We recently looked at the importance of knowing your numbers in business. There are a lot of benefits to knowing your business numbers, but one of the biggest questions you might have is, what numbers should I measure in my business? Let’s take a look at some of the most useful numbers you should measure in your business on a regular basis.
As a business owner, a useful way to look at the most important numbers you should be measuring for your business, is to create a business scorecard. A business scorecard considers 4 or 5 important numbers, that are considered the key drivers in your business.
You can create a business scorecard by using a spreadsheet or existing template that a business coach or consultant may already have. The scorecard will include areas for the main numbers to measure, as well as an area to make additional notes or comments.
One set of numbers to review and use in your business is your financials. By keeping track of your financial position on a consistent basis, you may notice or recognise areas that require further investigation and action. We refer to numbers such as financials as “lag” indicators as these give us an indication of what has already occurred in your business, possibly even up to 3-6 months ago.
There are 3 key financial reports that you should review on a regular basis. These are:
Profit & Loss - this report highlights the revenue (sales), expenses andyour overall profit (or loss), at a particular point in time. The profit and loss highlights revenue that you have invoiced, not cash received.
Cash Flow - this report demonstrates the cash coming into your business (income or revenue), verse the cash going out of your business (expenses). This report is a very useful tool for any business, as you want to ensure that your account remains in a surplus. Cash has a significant impact on your ability to operate, maintain relationships with suppliers, pay your staff and invest in growth initiatives for your business.
Balance Sheet - the balance sheet for your business provides a summary of all your assets and liabilities. These are separated into current (i.e. they are easily converted into cash - eg. cash at bank, stock), and non-current (i.e. these assets or liabilities require additional time to convert into cash - eg. property).
Although “lag” measures give you a good understanding of what has occurred in your business, we would suggest that measuring and reviewing “lead” measures or indicators is even more important.
Leads - A lead is a new opportunity for your business that has the potential to turn into new income for your business. Together with your leads, it is important to keep track of the key activities that drive new customers and revenue to your business - e.g calls and meetings. This will allow you to gain a better understanding of the time and financial commitment required to obtain a lead and how it impacts your overall business.

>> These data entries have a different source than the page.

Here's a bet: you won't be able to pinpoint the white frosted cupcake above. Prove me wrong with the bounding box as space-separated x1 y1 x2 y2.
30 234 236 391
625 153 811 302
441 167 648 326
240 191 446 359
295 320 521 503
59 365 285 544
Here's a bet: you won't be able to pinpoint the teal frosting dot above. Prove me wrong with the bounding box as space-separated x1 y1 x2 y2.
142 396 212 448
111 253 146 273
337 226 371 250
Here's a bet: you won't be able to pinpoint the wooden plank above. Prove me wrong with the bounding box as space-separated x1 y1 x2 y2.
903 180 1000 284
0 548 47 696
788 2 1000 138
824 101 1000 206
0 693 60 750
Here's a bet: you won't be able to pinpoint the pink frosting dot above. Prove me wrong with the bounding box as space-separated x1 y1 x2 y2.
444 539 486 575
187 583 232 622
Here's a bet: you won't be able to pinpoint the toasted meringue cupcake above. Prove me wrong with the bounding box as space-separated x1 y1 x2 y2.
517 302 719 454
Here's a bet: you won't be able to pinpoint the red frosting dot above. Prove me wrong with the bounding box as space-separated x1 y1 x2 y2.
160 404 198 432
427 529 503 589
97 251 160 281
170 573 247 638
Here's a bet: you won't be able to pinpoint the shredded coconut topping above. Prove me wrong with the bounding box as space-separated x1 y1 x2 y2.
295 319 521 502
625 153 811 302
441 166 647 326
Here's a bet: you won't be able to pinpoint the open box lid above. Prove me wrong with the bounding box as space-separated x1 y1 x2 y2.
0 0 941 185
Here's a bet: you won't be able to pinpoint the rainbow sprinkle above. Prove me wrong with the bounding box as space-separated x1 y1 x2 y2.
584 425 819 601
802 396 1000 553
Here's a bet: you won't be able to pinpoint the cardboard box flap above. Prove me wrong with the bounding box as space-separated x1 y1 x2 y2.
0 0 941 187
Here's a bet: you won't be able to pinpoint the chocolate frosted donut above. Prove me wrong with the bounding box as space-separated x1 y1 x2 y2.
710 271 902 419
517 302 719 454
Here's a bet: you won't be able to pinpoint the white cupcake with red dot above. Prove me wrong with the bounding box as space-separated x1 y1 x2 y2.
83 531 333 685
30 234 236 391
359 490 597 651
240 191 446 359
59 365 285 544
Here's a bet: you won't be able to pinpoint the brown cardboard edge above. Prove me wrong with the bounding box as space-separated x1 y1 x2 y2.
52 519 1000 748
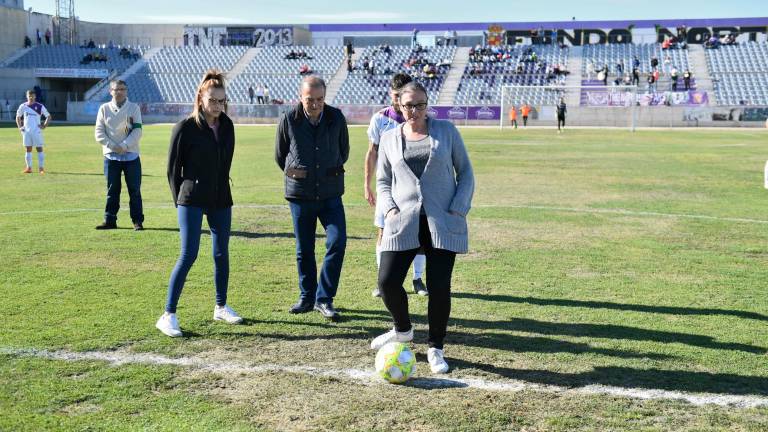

Conversions - Further to your leads, it is important to track your actual conversions into new clients/products purchased. Areas to consider as part of conversions is the capability of your staff and whether they may require additional training, and whether you have a process for following up in place.
Average Sale Value - Another useful measurement to consider is the average sale value for your business. Is it in line with what you would have expected? What impact would an increase to your pricing make? Could you consider ‘add on’ sales to increase your average sale value?
What impact to your revenue and profit (or loss) would occur, if you were to make a 5% change to any (or all) of these numbers in your business?
Example: The Physio
As the above example shows, by making just a small 5% increase to these key numbers, you can make a notable increase to your revenue. Why not try this with your numbers to see what difference it can make?
Reviewing a variety of numbers in your business on a regular basis can have a big impact on your revenue, and ultimately your bottom line. Taking the time to measure your numbers or results each week, fortnight or month, can greatly assist the decisions you make and the actions you take. What gets measured, gets managed. And by thinking about the future of your business over a longer time frame, makes it feel like anything is achievable.